December 06, 2016

Temple football coach Matt Rhule leaving Owls for Baylor

College Football Temple
120616_MattRhuleTemple Nick Wass/AP

Temple head coach Matt Rhule poses with the trophy after after they defeated Navy 34-10 in the American Athletic Conference championship NCAA college football game, Saturday, Dec. 3, 2016, in Annapolis, Md.

The man credited with putting Temple football on the map will be leaving the Owls to take a coveted head coaching job at Baylor University.

A long line of speculation about Matt Rhule's future, including hopes for loyalty and lofty predictions of an NFL return, came to an end on Tuesday when Baylor officially announced Rhule had accepted the job.

Rhule ascended the ranks at Temple after starting with the Owls as an assistant coach in 2006. He briefly joined the New York Giants as an offensive line coach before returning to North Philadelphia in 2012. Over four years, the Owls have gone 28-23, but it was Rhule's 20-7 record over the last two seasons that propelled him into rumors about head coaching vacancies. 

"We could not be more excited to welcome Matt, Julie and their children to the Baylor Family," said Mack Rhoades IV, vice president and director of intercollegiate athletics at Baylor University. "When we set out on our search for a new leader of our football program, we wanted a coach who shared our values, who had demonstrated success, who showed a true commitment to the overall student-athlete and who we believed could lead Baylor to a national championship. We found all of that and more in Matt and I know that he will be a perfect fit with the Baylor Family."

News of Rhule's departure came as a shock to many on Tuesday, just a few days removed from Temple's 34-10 AAC Championship victory over Navy.

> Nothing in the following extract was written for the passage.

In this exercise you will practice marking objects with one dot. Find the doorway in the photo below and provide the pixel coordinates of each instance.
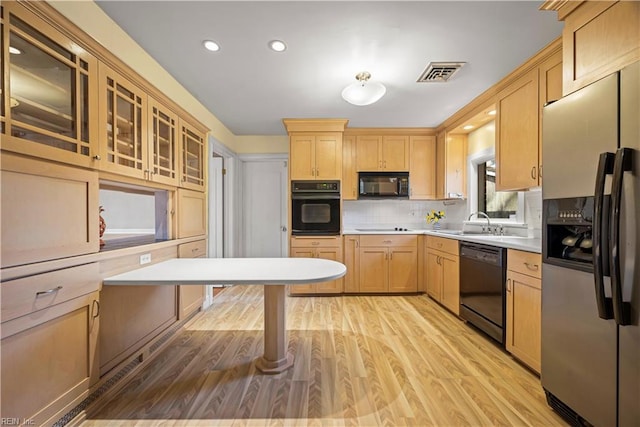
(264, 208)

The 24th-ranked Owls will next take on Wake Forest in the 2016 Military Bowl on Dec. 27. Ed Foley, the Owls' director of football operations, will take over as interim head coach. 

"I am truly honored and humbled to join the Baylor Family," Rhule said in a statement. "I can't thank President Garland and Mack Rhoades enough for this incredible opportunity. Baylor is a tremendous institution with a history of football success and I know the passion that so many have for the Bears will help bring the community together to reach even greater heights. I am excited to get started."

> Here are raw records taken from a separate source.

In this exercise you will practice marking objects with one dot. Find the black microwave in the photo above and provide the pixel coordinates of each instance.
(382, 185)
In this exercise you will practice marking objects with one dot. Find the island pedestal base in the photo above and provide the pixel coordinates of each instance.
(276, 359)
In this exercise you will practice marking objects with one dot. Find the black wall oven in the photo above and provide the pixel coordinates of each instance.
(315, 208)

Some Temple fans reacted to Rhule's decision to leave with sadness and frustration. 



Last December, Rhule told SportsRadio 94WIP that he planned to remain at Temple, but that he never promises anything and he would always make the choices he felt were best for him and his family. 

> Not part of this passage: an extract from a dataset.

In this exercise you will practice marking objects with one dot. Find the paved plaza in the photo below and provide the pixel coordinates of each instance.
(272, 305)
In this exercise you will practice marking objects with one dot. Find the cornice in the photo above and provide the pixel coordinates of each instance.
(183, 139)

Rhule, who will be introduced at Baylor on Wednesday, must now take over a Bears team that was rocked by a rape and sexual assault scandal that resulted in the suspension and eventual dismissal of head coach Art Briles. Baylor ended its 2016 season on a six-game losing streak. 

"This a great day for Baylor University and the beginning of a new chapter in our football program," said Interim President David Garland. "Matt is the absolute right man at the right time to lead us forward and I am confident that his values are our values and that his teams and student-athletes will make us all proud, on and off the field." 

For Temple, perched at a high point with their conference title, the search for a new head coach who can live up to Rhule's accomplishments begins immediately. 

"We'll take our time to find the right person," said Patrick Kraft, director of athletics at Temple. "This is a great job that's different from what it was before. We have proven we can win." 

Kraft praised Rhule's ability to engage with the Philadelphia community and motivate his players to excel in both sports and academics. While Rhule's loss is a concern for Temple's recruiting, Kraft said the goal is to find the best student-athletes that fit into the university's vision. 

"We are not just a football program," Kraft said. "We are a part of Temple University."

Last week, Temple announced that the Owls will continue to play home games at Lincoln Financial Field through 2018 as the university evaluates the impact of a controversial stadium proposal in North Philadelphia. Kraft said losing Rhule shouldn't have any bearing on what happens with the stadium. 

"We don't build the stadium for an individual," Kraft said. "The staudium is a decision that involves the community, the university and trustees."